Sports

Secondary school rugby players to be tested for drugs

For the first time in NZ school sports history, players at this year’s National 1st XV semi-finals will be subject to anti-doping testing, reports Scotty Stevenson.

The New Zealand Secondary School Sports Council (NZSSSC) and Drug Free Sport NZ (DFSNZ) have advised school principals of their intention to carry out anti-doping testing at this year’s 1st XV national top four tournament – an unprecedented move in high school sport in New Zealand.

Yesterday, principals of the top rugby schools in the country were advised of the plan via an email from NZSSSC CEO Garry Carnachan. One spoken to by The Spinoff today said the plan poses “a consenting nightmare” given players are in some cases as young as 14 or 15.

In an accompanying letter from DFSNZ Chief Executive Graeme Steele, it is noted that players under 18 will have the ability to be accompanied by parents or other representatives during all elements of the test. But DFSNZ says it does not require consent to test athletes who are participating in any sport that is a signee to New Zealand Sport’s Anti-Doping Rules – and New Zealand Rugby is.

A spokesperson told The Spinoff that while it is the first time DFSNZ has tested in a secondary schools event, they can test any athlete of any age at any time and have in the past tested school-aged athletes.

It seems clear that there is a genuine worry that some high school rugby players in New Zealand could be taking banned substances, either due to a lack of education around “extensive and uncontrolled supplement use” or, worse, through the use of anabolic steroids.

The NZSSSC points to research from Otago University that says there is knowledge that anabolic steroid use is occurring in “comparable environments overseas, notably South Africa and the UK” and says DFSNZ has identified elements within the schools rugby environment which indicate “a significant potential for doping to occur.”

Steele adds in his letter that he is “hopeful our approach will receive the full support of the school community and all parents who see sport as a valuable tool for the development of their child.”
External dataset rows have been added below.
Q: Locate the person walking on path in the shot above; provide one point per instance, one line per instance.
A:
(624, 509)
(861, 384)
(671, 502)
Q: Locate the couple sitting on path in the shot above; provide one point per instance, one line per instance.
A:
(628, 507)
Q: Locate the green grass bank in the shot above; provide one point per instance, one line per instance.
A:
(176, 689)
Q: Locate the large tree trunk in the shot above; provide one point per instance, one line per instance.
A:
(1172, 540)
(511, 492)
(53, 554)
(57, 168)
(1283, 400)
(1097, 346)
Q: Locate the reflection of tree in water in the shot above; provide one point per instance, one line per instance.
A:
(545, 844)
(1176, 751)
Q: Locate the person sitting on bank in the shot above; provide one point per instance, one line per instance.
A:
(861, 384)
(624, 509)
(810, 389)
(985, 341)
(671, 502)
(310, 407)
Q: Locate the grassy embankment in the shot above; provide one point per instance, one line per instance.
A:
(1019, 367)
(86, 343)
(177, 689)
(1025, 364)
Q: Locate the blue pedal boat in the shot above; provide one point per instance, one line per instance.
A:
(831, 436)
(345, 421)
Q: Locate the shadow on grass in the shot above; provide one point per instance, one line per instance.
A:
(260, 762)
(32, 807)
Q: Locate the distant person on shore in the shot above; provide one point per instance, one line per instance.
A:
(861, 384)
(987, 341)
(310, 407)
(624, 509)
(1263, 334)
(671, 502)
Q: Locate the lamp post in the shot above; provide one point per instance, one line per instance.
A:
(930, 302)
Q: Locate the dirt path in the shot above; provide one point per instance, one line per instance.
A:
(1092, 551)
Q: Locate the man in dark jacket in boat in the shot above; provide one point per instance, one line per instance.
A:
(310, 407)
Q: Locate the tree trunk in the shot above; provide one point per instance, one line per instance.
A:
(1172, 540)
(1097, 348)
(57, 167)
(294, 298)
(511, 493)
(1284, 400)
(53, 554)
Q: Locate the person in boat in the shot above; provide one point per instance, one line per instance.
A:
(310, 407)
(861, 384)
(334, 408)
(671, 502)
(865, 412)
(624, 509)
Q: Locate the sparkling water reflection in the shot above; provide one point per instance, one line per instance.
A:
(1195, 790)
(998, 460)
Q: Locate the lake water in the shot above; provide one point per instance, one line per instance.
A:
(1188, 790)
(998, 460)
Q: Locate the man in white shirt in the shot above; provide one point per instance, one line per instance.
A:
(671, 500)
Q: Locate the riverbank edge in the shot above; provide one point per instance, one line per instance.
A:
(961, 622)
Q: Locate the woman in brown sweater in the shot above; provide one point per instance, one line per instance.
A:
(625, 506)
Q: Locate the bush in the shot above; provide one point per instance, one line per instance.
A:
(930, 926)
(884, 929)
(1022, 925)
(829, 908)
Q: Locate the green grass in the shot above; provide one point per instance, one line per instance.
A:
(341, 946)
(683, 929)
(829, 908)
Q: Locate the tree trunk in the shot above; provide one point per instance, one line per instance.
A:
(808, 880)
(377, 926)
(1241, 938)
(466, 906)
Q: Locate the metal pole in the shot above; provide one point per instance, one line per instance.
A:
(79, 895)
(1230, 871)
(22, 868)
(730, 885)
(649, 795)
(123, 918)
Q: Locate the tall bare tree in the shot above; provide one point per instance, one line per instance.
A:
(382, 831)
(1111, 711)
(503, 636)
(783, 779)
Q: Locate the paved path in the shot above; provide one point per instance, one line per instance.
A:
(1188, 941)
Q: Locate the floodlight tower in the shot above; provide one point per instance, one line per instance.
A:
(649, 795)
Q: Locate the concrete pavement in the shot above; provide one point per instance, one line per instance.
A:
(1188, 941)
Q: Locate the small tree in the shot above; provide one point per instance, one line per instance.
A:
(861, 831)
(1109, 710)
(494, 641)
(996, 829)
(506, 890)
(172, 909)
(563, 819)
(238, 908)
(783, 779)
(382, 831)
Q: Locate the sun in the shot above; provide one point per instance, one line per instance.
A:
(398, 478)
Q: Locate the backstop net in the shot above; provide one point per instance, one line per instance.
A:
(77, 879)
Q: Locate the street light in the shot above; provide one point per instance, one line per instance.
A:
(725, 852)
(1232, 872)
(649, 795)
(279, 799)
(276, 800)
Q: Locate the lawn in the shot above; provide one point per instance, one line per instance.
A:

The NZSSSC says it supports an education approach, but also knows that as New Zealand Rugby is has  committed to New Zealand Sport’s Anti-doping rules. If DFSNZ undertakes tests that return positive for banned substances, they will have to follow the New Zealand Sport Anti-Doping processes accordingly.

It is understood that that schools will all have to go through a ‘Good Clean Sports – Youth’ workshop before the national tournament, which is scheduled to take place in Palmerston North in September. This gives schools little more than a month to schedule the workshop, address the myriad issues around parental consent, and learn about the specific substances that will be tested for.

According to DFSNZ, those workshops have been available to schools since February and, remarkably, only five of the 24 schools still in contention for the national Top 4 tournament have taken up the chance to take part since that time. According to sources, one high profile rugby school said it wanted nothing to do with the workshop or the education programme around it.

The Top 4 testing plan, as outlined, will limit the range of substances being tested for, and will “focus on substances with long term health consequences for adolescents and limits the risk of inadvertent positive tests.” Only players from boys’ schools will be tested at the tournament, which also features co-ed and girls’ school teams.

This approach was championed by Carnachan in his email to principals, in which he says, “Given the potential for a player to test positive and the high stakes of doing so, NZSSSC has worked extensively with DFSNZ and NZR to ensure that the risk of such an outcome for those who are not setting out to break the rules is minimised.”